Important concepts to solve this exercise: RSS. The residual sum of squares measures the error of the predictive model. It is given by the sum of squared differences between estimated values and real values. Variance. Variance is a measure of how the model error changes when the dataset changes. In a model with high variance, we can have good performances for some datasets (e.g. training set) but poor performance for other datasets (e.g. test set). By the contrary, when the variance of the model is low, its performance does not change much with the change of the datasets. * Bias. Bias is a measure of the model capacity to capture data complexity. This means that a model with high bias is a model that can't represent the relationship between predictors and response (e.g. using a linear model to represent a quadratic relationship).

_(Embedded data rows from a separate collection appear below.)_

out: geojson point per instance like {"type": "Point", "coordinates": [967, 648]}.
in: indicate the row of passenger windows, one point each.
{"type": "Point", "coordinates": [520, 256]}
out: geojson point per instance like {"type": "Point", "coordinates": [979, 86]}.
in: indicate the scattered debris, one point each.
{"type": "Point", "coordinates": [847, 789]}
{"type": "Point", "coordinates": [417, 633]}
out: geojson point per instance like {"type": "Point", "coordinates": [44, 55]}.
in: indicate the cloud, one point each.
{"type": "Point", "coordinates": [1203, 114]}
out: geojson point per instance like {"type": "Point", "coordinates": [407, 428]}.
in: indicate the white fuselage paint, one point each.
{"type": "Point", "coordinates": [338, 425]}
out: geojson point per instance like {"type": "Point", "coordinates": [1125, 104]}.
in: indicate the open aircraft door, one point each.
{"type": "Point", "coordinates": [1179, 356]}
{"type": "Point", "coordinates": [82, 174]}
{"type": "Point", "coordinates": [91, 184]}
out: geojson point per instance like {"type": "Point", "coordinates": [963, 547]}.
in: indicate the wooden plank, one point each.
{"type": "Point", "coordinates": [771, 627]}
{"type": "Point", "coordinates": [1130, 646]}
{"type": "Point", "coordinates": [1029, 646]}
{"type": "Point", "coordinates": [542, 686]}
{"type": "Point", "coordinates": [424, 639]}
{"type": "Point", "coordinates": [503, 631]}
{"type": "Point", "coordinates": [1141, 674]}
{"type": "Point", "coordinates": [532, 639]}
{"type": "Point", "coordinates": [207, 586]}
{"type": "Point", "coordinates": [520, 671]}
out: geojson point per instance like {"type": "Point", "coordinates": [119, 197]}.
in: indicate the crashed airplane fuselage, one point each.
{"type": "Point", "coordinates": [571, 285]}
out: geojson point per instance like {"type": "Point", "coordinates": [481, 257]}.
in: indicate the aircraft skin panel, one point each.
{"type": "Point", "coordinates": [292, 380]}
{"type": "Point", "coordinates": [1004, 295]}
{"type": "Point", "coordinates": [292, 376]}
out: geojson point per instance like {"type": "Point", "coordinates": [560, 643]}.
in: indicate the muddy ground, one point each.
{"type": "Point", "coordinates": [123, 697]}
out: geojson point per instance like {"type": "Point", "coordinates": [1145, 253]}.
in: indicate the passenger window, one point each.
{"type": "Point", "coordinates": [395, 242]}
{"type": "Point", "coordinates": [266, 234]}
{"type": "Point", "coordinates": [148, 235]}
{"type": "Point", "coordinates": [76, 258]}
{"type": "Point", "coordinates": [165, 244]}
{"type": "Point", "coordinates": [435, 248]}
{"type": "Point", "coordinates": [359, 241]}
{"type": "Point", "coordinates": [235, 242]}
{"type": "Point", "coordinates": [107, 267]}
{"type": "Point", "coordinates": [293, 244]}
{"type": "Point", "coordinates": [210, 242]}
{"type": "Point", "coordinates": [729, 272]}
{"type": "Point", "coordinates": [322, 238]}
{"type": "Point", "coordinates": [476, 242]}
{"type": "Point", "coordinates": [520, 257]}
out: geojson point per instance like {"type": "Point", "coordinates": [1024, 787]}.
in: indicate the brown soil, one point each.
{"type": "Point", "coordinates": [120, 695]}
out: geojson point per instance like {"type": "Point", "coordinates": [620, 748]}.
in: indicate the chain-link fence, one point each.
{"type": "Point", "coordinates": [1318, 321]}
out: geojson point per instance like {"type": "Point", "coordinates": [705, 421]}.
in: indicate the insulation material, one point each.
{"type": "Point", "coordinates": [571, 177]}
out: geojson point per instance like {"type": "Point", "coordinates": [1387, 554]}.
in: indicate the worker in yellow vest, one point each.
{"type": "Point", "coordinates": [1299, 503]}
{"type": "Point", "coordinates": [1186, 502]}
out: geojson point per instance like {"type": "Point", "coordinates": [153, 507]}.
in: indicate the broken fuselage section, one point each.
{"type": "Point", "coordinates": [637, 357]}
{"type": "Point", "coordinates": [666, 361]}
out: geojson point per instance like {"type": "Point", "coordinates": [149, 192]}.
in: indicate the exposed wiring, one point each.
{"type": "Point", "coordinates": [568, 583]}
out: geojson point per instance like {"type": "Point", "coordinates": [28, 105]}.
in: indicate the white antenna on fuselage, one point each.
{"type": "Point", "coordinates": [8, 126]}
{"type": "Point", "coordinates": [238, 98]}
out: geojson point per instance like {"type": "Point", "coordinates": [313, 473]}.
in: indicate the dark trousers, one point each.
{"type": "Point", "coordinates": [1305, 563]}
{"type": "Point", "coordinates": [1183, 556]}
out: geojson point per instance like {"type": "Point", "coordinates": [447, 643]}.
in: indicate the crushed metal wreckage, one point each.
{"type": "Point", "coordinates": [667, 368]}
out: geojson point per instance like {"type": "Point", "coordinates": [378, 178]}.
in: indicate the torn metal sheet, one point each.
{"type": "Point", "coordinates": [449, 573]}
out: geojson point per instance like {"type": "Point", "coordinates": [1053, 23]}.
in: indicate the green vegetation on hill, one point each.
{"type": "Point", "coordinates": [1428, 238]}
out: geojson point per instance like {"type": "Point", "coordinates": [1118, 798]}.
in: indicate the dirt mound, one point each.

The right answer is (iii). When \lambda increases from 0, the flexibility of the model decreases and it gets less fitted to the training set. This means that the training RSS increases.
The right answer is (ii). The increase of \lambda leads to a reduction of variance and an increase of bias. In the initial stage, the reduction of variance prevails over the bias increasement and the test RSS decreases. However, in later stages, the error due to bias tends to surpass the error due to variance. Then the test RSS start increasing.
The right answer is (iv). As the number of effective predictors reduces with the increase of \lambda, variance starts reducing also. In the limiting case, in which there are no predictors, the model is a constant and the prediction is the same for any dataset.
The right answer is (iii). The increase of \lambda from 0 leads to a reduction of the model flexibility (less predictors considered). Thus, the model capacity to represent the relationship between predictors and response is always decreasing.
The irreducible error is independent from the model. Consequently, changes in the model don't affect the irreducible error.